Martin Creed: Feelings
When you the Martin Creed retrospective "Feelings" at Bard's Center for Curatorial Studies, it is through a room full of blue balloons. "Half the Air in the Room" is exactly that, and for something as simple and ubiquitous as air, it manages to set in motion a rather vivid string of associations: Those ball pits that haven't been sufficiently deep since I was three -- what happened to that girl who had those birthday parties? We had the same shoes -- I never really liked Care Bears -- my mother hated that place -- an inland lake -- slimy on the bottom -- I tuck my legs and curl my toes -- slime turns to plants -- fish -- snapping turtles -- puking drunk off a dock -- house boats -- suburban parking lots .... I go swimming along in a state of giggle-inducing disorientation until I finally find the entrance to the next gallery, where I immediately notice a loud banging noise coming from somewhere and then notice all of the other people noticing the banging noise. It is a supremely unfamiliar way of entering the white box. Unlike the anxious, if momentary, confusion one might normally experience at the threshold of such a formal space -- containing as it does such revered and mystified objects -- it is not generated by a distant parental warning not to break anything or a fear of speaking too loudly. Nor does it produce the more carefully disguised anxiety about your adequacy as interpreter. No, this disorientation is pleasant, that banging makes me curious, those words on the wall make me want to get a dictionary, that person is wondering about the noise as well but we can't yet tell where it is coming from, so it will have to wait. My hair has become a science experiment; I want to go back to the static squeaking of taut rubber but I need to know what is making that noise ....
Martin Creed's artwork, says the New York Times, "veers between shock therapy and something quite a bit more tender" It is also "like swimming with dolphins" apparently -- an experience that I don't share with the times reviewer and therefore can't evaluate. In fact most of what seems to be written about Creed's work bears a trace of the desperate confusion revealed by statements similar to these. Somewhere between shock therapy and anything save for unanaesthasized electrocution? Well, yes, it is like something I suppose, but dolphins?
The alternative to this hyperbole is comparison, but in the case of Creed even statements of influence or attempts to place him within a movement have a tendency to expand and extend into the realm of exaggeration. In a single paragraph, the New York Times declares that Martin Creed is "minimalist," "conceptualist" and has the "rarefied art in the street tendency of situationism." He is also an artist in the tradition of "Dada" with "formalist savvy." Martin Creed, in short, is everything and anything that might have happened during the 20th century.

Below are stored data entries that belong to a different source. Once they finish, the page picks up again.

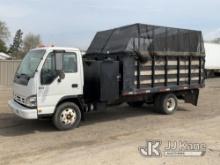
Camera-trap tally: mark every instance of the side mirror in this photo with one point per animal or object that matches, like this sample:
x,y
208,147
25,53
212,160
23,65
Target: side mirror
x,y
59,64
61,75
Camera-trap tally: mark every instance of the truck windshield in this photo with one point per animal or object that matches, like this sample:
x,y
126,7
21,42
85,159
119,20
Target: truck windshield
x,y
30,63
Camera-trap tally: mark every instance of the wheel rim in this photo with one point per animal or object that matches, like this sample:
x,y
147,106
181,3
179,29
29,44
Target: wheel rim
x,y
68,116
171,104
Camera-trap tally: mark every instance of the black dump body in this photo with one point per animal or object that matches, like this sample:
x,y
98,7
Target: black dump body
x,y
149,59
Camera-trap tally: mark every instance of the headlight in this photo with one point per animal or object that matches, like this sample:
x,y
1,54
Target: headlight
x,y
31,101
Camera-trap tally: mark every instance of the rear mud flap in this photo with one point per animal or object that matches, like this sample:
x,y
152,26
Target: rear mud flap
x,y
192,96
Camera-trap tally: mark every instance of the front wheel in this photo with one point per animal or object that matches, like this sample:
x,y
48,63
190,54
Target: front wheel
x,y
67,116
166,103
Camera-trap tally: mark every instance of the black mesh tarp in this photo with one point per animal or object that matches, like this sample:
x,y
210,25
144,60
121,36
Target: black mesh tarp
x,y
148,40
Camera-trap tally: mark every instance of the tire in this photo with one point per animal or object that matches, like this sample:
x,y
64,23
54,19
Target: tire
x,y
67,116
166,103
136,104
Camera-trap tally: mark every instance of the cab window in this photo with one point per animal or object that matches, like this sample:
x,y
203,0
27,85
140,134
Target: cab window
x,y
69,63
49,73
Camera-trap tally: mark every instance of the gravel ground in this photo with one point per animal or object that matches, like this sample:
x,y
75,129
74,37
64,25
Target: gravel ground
x,y
113,136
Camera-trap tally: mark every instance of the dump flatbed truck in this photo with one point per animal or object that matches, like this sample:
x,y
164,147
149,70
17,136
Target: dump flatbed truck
x,y
134,64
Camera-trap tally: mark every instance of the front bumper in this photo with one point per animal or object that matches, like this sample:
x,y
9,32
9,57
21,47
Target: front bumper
x,y
22,111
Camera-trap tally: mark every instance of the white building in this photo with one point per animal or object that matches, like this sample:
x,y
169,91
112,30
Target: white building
x,y
4,56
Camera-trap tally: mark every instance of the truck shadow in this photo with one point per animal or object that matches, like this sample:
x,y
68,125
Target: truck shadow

But then I can't blame them much, because I find myself at a similar loss for words and lacking an arsenal of contemporary art historical jargon, I am unable to avoid one rather unsophisticated conclusion. Martin Creed's work is funny. This is, anyway, the quality that I value most. Not, as might think, because it is entertaining but for a sense of intimacy and secrecy produced by the coded exchange. I don't find myself laughing so much as smirking -- allowing knowing half smiles to escape when no one else is looking. I have this deep conviction that I appreciate these objects in the same way that I appreciate the minute particular gesture of a close friend; that I have gotten the joke; that there is a mutual understanding conveyed by a lot of winking and head nodding.

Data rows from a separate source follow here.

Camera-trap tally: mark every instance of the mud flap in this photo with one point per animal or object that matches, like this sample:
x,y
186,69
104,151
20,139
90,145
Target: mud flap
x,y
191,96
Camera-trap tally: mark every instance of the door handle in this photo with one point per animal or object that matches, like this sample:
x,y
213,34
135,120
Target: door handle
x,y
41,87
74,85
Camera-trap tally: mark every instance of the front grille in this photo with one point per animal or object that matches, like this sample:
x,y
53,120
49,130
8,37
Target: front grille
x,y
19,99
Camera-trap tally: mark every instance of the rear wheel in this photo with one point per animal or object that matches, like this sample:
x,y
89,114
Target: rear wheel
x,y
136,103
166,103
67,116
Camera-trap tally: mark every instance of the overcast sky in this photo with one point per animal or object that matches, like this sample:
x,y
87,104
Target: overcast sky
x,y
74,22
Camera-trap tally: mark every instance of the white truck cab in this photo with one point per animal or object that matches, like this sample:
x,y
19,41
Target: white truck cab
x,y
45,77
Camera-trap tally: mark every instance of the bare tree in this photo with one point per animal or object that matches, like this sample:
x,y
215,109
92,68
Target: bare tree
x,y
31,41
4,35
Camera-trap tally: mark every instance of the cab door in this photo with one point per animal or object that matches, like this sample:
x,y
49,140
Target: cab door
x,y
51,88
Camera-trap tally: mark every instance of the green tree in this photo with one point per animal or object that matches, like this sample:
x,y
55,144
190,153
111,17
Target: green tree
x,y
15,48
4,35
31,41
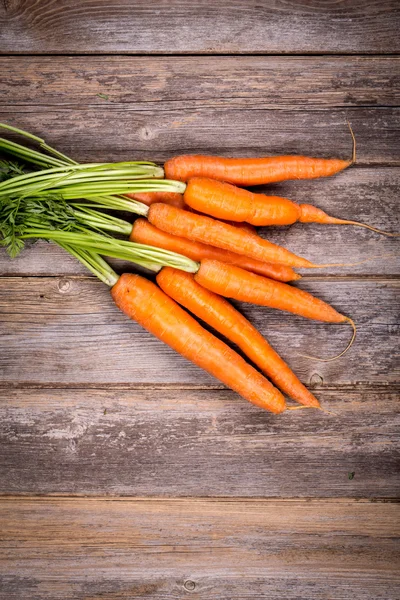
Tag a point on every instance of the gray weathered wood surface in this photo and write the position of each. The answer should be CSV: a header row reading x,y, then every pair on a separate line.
x,y
206,26
299,506
221,549
169,441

But this really makes very little sense, for as absurd as the New York Times' placement somewhere between ECT and anything else happens to be on the level of description, it is in some ways an accurate evaluation of Creed's oeuvre and sounds rather similar to the statement "somewhere between a wadded up ball of paper, a neon sign and a pneumatic piano." So then how do we understand these objects if our language is so incapable of placing them into rational, understandable relationships?
I suppose the answer is contained in the question, we understand them as objects with little or no affect on anything outside of our relationship to them, and individual experience can only hope to be approximated in universally apprehended terms. Be it sensual, auditory or visual the objects meaning is dependent on your position vis a vis it. And here, in the expression of a singular relationship between object and subject, art historical discourse fails miserably. But in its complete failure it has made room for something else. It has necessitated by its utter impotence a different form of language, one that tends towards the literary, the poetic, the personal narrative ... (Everything!)